Joe Firstman

El Porto

  • AllMusic Rating
  • User Ratings (0)
  • Your Rating

AllMusic Review by

Singer and songwriter Joe Firstman seems to be an artist who moved in reverse in order to mature. After the big notices of his debut album and the support spots on big tours, after his job as bandleader on the Last Call with Carson Daly show ended and his name faded, he took stock of where he’d been since he left South Carolina for Los Angeles, and understood what a schmuck he had been. He moved out of L.A. and into the tiny surf community of El Porto. This album reflects that unsentimentally, without navel-gazing or whining. The album was co-written with Brian Wright and produced by Jimmy Messer. Firstman played everything. This music's sound is immediate -- rootsy, loose, and as if it were recorded live at home (it was). There are loads of acoustic and electric guitars, bright, popping drums, and even a horn section in a couple of places. Country, rock, and folk styles merge with their edges intact. The skittering “Marlene and Her Sisters” opens with quick fingerpicking and a dobro, and speaks urgently about loss and desperation: “The skies are endless/above the pastures/in the land of kitchenettes and hungry bastards.” On “House,” a Fender Rhodes and a strummed acoustic pair with a two-note bassline and a thumping trap kit.

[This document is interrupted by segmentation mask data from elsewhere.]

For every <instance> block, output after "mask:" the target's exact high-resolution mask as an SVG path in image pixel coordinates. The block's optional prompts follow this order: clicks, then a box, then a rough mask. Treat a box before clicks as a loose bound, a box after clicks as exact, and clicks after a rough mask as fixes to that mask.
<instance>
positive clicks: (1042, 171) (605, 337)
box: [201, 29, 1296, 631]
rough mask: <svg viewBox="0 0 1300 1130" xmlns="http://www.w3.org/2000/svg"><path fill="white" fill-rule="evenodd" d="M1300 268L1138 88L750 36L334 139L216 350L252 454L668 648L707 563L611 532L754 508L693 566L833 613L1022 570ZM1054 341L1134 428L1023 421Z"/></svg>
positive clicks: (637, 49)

Firstman lets loose, singing hard into the mirror about a man who has completely lost his way. Songs enter and vanish quickly -- the entire album is a shade over 25 minutes. “The One That Makes You Happy” is fueled by acoustic guitar, electric bass, some handclaps, and a rickety piano; it's a confessional love song steeped in repentance. It nakedly expresses its desire for a second chance. “700 Lb. Piano” is a straight-out rocker with blazing guitars, cracking snares, and a lyric that details the strange lives of people he knows as a commentary on his own behavior; it contains a brief, scorching guitar solo. El Porto feels like a first album, yet its raw sound and less-is-more aesthetic reflect the maturity of a writer at the place of dead roads, who knows he has to begin all over again, and therein lies this album's beauty.